Bölüm On Yedi: "Kelid Aynası"

1.6K 117 207
                                    

Bölüm Şarkısı: Lil Wayne ~ Miror

"Nasıl yani?" diye sordu Jack gülmekten gelen göz yaşlarını tek eliyle silerken.

"Anlattığım gibi işte, ona oyun oynadım ve yemi yuttu." dedim ciddi bir şekilde ama ben de gülümsememi tutamadım.

Gece olmuştu ve ikimizde pijamalarımızı giyinip yatakta karşılıklı oturmuştuk. Jack ise yaklaşık iki saattir anlatıklarıma haykırarak gülüyordu.

Resmen ortamda kızların yaptığı şu pijama partisi havası vardı.

"Oğlum bu çok iyi, böyle şeyler yapabileceğini düşünmezdim, ne çakalmışsın sen öyle." dedi ve omuzuma vurdu.

"Abartma lütfen." dedim kısa keserek.

"Ne abartması, resmen Hogwarts'ın en gözde çocuğunu parmağında oynatmışsın, bence şuan verdiğim tepki bile az." dedi Jack.

"Ee, anlat bakalım" dedi bir kız gibi eğilip yere uzandı ve ellerini çenesine koyarak yatakta sutün görevi gördü kolları, sonra ise genç aşıklar gibi bacaklarını yukarı doğru sallandırdı. "Onun hakkında ne hissediyorsun?" dedi.

"İstersen kızlar gecesi yapalım? Isabelle ve Clary'i de çağırırız, birbirimizin saçlarını örüp erkeklerden konuşuruz, ne dersin?" dedim ciddiyetle.

Ama o buna pek aldırış etmemiş gibi görünüyordu. "Hadi ama Alec, Magnus ile çok fazla olay yaşadın, hissettiğin bir şeyler olmuştur mutlaka." dedi.

"Bilmiyorum Jack. Onu gördüğüm ilk andan beri bana kötü davranıyor ve bu beni yoruyor. Sonra kavga ediyoruz ama bir anda kötü halinden çıkıp bana yaklaşıyor. Beni öpüyor ve dokunuşlarıyla sanki içimi ejderhalar yakıyor.
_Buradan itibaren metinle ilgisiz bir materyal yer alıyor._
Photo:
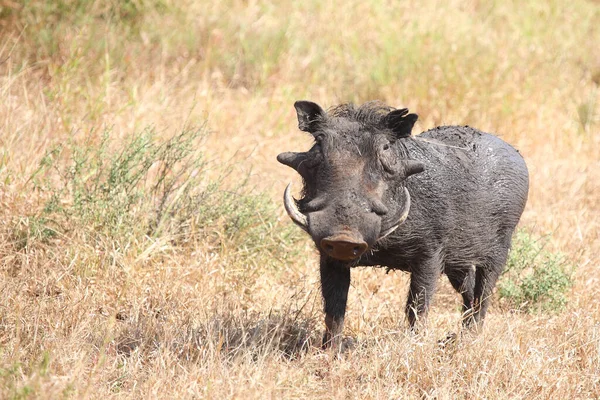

Sonra bir anda gidip hiçbir şey olmamış gibi davranıyor. Bu git gel durumu beni artık o kadar usandırdı ki bir şey söylediğinde ne tepki vereceğimi şaşırıyorum. Geliyor, iltifat ediyor ama sonra bana Bulanık diyor, sanki içinde yaşayan başka bir sürü karakter varmışta, onunla olduğum her seferde başka bir karakteriyle konuşuyormuş gibiyim. Bazı sözleri beni yıkarken bazıları kalbimin hızlanmasına neden oluyor. Sebebi nedir bilmiyorum, ama onu merak ediyorum, Camielle'dan ve kalan herkesten kıskanmama neden oluyor, bana neler oluyor bilmiyorum ama aklım sürekli ona gidiyor." dedim içimi bir anda ona dökerek, çünkü bunu yapabileceğim başka kişi yoktu.

"Vay canına, bu kadar kolay dökülmeni beklememiştim Alec." dedi Jack.

Küçük bir an gözlerimin içine baktığında odada derin sessizlik oldu.

"Odaya girdiği her seferde nefesin kesiliyor mu?" dedi Jack sonra.

"Evet." demekle yetindim.

"Yanından geçtiğinde kalbinin atışı hızlanıyor mu?" dedi tüm ciddiyetiyle.

"Her defasında."

"Nefesini hissedecek kadar yakın durduğunda, tenin karıncalanıyor mu?" dedi.

"E-evet..." dedim. Ardından konuşmayı kesip yere doğru bakmaya başladım.

Jack'te ne diyeceğini bilemiyor gibiydi. "Ne diyebileceğimi bilemiyorum Alec. Bu belirtilerin bir adı var ama henüz bunu duymaya hazır mısın bilmiyorum. Bence içten içe bunun sende farkındasın ama henüz bunu kabullenmeye hazır değilsin, biraz daha kafanı toparla, biraz kendinle kal ve hiç kimsenin düşüncelerini varsaymadan sadece kendi hislerine odaklan, böylesi senin için daha iyi olur." dedi. "Ama insanlar ne düşünür diye düşündüğünü sanmıyorum, sonuçta okulumuzun müdürü bile eşcinsel." dedi.